December 31 2004
In the three years since 9/11 the Bush administration has successfully sold the idea that the Islamist perpetrators \"hate us for our freedoms\" and loathe us for our values: for what we are and think, rather than what we do. In what is ultimately a war of ideas within the Muslim and Arab world, there is no idea more damaging - or more wrong. Unless attitudes are radically rethought, radical Islam will win the struggle for Muslim minds.
The self-serving fallacies of the they-hate-us-for-our-freedoms industry have been criticised in recent books from, for example, the former CIA official in charge of pursuing Osama bin Laden, Michael Scheuer (Imperial Hubris), and the Palestinian-American historian Rashid Khalidi (Resurrecting Empire). Both argue it is the policies of the US and its allies that have ignited such rage in the Arab and Muslim world.
Validation of this analysis came in September from an unusual quarter: the Defense Science Board (DSB), a federal committee of academics and strategists that gives independent advice to the US defence secretary. The DSB report\'s brief was to study US \"strategic communication\" policy. It found that \"America\'s power to persuade is in a state of crisis\" - not least, it suggests between the lines, because of this administration\'s unappealing mix of high-handedness, incompetence and attraction to the use of force.
Good presentation will not build support for reviled policies. Credibility matters, the report says, and \"simply, there is none - the US today is without a working channel of communication to the world of Muslims and Islam\".

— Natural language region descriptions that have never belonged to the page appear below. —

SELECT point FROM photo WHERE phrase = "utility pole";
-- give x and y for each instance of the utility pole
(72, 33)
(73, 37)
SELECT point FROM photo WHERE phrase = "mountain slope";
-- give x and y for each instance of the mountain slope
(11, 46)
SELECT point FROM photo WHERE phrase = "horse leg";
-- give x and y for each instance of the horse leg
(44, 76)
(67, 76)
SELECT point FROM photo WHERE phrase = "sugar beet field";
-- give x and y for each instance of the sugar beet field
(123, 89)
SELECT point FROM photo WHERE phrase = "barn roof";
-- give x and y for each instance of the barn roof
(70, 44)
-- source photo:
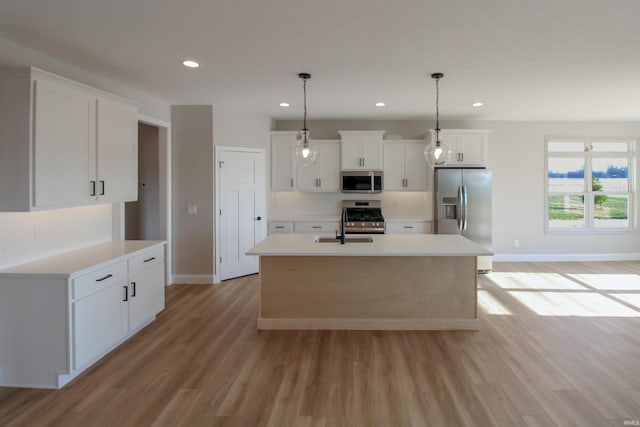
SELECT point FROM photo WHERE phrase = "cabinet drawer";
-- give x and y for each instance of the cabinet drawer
(317, 227)
(99, 279)
(408, 227)
(146, 259)
(280, 227)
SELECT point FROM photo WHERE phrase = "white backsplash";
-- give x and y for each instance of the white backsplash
(412, 205)
(28, 236)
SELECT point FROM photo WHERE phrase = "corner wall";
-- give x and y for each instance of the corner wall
(192, 185)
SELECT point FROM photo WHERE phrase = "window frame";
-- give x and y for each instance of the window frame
(589, 195)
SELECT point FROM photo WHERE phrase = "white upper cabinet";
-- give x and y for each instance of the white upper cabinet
(404, 166)
(282, 163)
(117, 156)
(469, 147)
(361, 150)
(325, 174)
(63, 135)
(63, 144)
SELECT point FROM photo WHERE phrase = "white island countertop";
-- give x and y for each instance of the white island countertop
(382, 245)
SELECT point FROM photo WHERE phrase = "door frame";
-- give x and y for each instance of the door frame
(218, 150)
(164, 183)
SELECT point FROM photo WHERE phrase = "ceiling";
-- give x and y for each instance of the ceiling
(525, 60)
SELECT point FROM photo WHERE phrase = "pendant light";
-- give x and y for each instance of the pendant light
(305, 152)
(437, 153)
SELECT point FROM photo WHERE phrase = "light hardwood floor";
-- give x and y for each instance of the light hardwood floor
(559, 344)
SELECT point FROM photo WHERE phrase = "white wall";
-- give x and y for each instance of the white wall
(28, 236)
(12, 53)
(516, 156)
(192, 184)
(196, 129)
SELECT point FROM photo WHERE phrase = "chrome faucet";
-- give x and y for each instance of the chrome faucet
(343, 238)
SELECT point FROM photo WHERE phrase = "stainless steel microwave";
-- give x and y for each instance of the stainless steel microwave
(361, 181)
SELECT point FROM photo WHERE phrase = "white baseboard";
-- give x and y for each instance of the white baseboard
(192, 279)
(565, 257)
(370, 324)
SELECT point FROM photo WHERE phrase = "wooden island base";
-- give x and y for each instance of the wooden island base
(368, 292)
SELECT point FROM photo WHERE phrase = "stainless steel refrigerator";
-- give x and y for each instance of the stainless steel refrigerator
(463, 206)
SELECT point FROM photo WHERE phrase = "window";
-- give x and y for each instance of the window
(590, 185)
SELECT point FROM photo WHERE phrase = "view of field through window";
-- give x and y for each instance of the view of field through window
(583, 188)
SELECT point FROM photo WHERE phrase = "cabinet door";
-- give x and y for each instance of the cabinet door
(63, 146)
(146, 295)
(470, 148)
(372, 154)
(328, 167)
(307, 177)
(99, 322)
(282, 165)
(351, 153)
(415, 167)
(393, 178)
(117, 152)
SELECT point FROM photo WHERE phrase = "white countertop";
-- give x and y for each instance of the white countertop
(336, 218)
(382, 245)
(70, 264)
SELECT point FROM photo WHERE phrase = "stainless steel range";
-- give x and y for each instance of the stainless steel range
(363, 216)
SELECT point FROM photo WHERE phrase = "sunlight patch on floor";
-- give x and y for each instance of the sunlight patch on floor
(490, 305)
(621, 282)
(587, 304)
(534, 281)
(632, 299)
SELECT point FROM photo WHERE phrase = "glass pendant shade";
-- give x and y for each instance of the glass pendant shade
(305, 152)
(437, 153)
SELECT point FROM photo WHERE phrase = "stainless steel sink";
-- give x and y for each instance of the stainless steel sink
(348, 239)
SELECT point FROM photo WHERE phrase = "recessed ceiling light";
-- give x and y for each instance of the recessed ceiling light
(190, 63)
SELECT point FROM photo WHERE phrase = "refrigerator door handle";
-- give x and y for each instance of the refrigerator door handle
(460, 216)
(464, 207)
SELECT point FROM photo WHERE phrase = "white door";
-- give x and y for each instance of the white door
(241, 210)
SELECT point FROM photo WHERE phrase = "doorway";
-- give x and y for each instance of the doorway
(240, 217)
(158, 133)
(142, 216)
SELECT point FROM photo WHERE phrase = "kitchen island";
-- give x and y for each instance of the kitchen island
(394, 282)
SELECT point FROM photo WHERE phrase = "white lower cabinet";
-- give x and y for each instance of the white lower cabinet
(61, 314)
(146, 288)
(99, 321)
(317, 227)
(280, 227)
(396, 227)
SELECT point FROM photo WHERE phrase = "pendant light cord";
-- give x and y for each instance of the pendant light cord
(437, 107)
(304, 88)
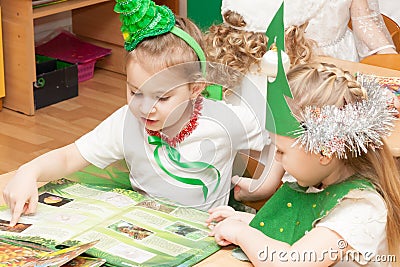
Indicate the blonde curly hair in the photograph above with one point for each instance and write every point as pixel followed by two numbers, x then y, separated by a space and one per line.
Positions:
pixel 235 50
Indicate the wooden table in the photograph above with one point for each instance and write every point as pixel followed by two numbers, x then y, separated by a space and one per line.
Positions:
pixel 224 257
pixel 219 258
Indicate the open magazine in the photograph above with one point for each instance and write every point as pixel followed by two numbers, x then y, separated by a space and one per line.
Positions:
pixel 130 228
pixel 23 254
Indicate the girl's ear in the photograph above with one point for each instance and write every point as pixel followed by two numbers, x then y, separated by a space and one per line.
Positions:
pixel 197 88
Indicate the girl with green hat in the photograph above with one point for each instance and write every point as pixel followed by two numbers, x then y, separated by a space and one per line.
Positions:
pixel 178 145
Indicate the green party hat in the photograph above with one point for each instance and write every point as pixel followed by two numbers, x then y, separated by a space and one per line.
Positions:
pixel 141 19
pixel 279 118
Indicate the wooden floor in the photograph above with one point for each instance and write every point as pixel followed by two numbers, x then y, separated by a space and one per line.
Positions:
pixel 23 137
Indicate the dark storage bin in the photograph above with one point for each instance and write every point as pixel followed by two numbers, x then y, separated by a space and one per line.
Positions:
pixel 56 81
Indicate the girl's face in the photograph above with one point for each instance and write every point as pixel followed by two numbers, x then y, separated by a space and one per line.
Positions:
pixel 309 169
pixel 158 101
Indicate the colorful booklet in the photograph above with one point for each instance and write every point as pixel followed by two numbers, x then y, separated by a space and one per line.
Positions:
pixel 130 229
pixel 16 253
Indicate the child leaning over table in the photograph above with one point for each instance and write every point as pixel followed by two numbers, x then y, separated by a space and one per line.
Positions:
pixel 178 145
pixel 239 47
pixel 329 135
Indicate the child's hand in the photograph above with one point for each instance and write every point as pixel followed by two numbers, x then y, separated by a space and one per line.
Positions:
pixel 226 232
pixel 218 214
pixel 241 189
pixel 21 195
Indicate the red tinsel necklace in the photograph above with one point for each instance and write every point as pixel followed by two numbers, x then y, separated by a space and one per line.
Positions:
pixel 187 130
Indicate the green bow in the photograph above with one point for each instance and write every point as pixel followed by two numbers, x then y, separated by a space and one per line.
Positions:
pixel 174 156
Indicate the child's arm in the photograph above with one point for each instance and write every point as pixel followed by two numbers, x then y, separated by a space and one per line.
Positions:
pixel 248 189
pixel 21 194
pixel 220 213
pixel 368 31
pixel 264 251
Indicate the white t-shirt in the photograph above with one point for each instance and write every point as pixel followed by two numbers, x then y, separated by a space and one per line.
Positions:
pixel 360 219
pixel 222 131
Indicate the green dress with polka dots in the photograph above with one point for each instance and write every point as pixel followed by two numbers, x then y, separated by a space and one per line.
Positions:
pixel 291 212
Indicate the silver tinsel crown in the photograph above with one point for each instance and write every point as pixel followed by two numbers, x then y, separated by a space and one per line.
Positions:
pixel 353 128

The polls the DSB looks at are chilling: single digit support for the US and its policies (for example, a 98 and 94 per cent \"unfavourable\" rating in Egypt and Saudi Arabia, Washington\'s main Arab allies). The DSB finds nonetheless that majorities or pluralities do support values such as freedom and democracy, embrace western science and education, and like US products and movies.
\"In other words, they do not hate us for our values, but because of our policies,\" the DSB says, before noting that the surveys showed hatred of the policies had begun to tarnish the attraction of the values. So what is to be done?
George W. Bush appeared on the right track in a speech just over a year ago to the National Endowment for Democracy in Washington. Rightly condemning the \"cultural condescension\" that suggests Arabs and Muslims are suited to despotism rather than democracy, he proclaimed a \"forward strategy for freedom in the Middle East\". The experience of the past 60 years, he said, had taught us \"stability cannot be purchased at the expense of liberty\". Quite so, but what has happened since then?
US support for Israel has solidified while the Israelis continue to expand their hold over the immeasurably weaker Palestinians. The Iraqi state and society have broken under a US occupation that continues to use disproportionate force with high civilian casualties.
Diplomatically, Washington endorses the transparent attempts of Moscow, Delhi and Beijing to reclassify regional disputes involving Muslims in Chechnya, Kashmir and western China as part of the \"Global War on Terror\".
Above all, in Muslim eyes the US is taking sides against freedom and Islam by continuing to support tyrannies throughout the region, as a trade-off for cheap oil and forward bases. In that light, the US-inspired Greater Middle East Initiative looks long on rhetoric and short on action - suspiciously like France and Britain\'s behaviour during their post-first world war carve-up of the Middle East. It does not help that the programme\'s small secretariat is based in Tunisia, a police state.
It is the policies that have to change. In Iraq, the US needs to spell out credibly that it has no long-term designs on the country (unlike its British colonial predecessors). In Palestine it needs to arbitrate even-handedly and honestly. The US must engage with non-violent Islamist movements which the DSB correctly identifies as the emerging centre of political gravity in the region. It must above all cease propping up Arab despots.
No change in policy means the short-term survival of tyranny and the onward march of the jihadis. It also means the shared values of Islam and the west will wither.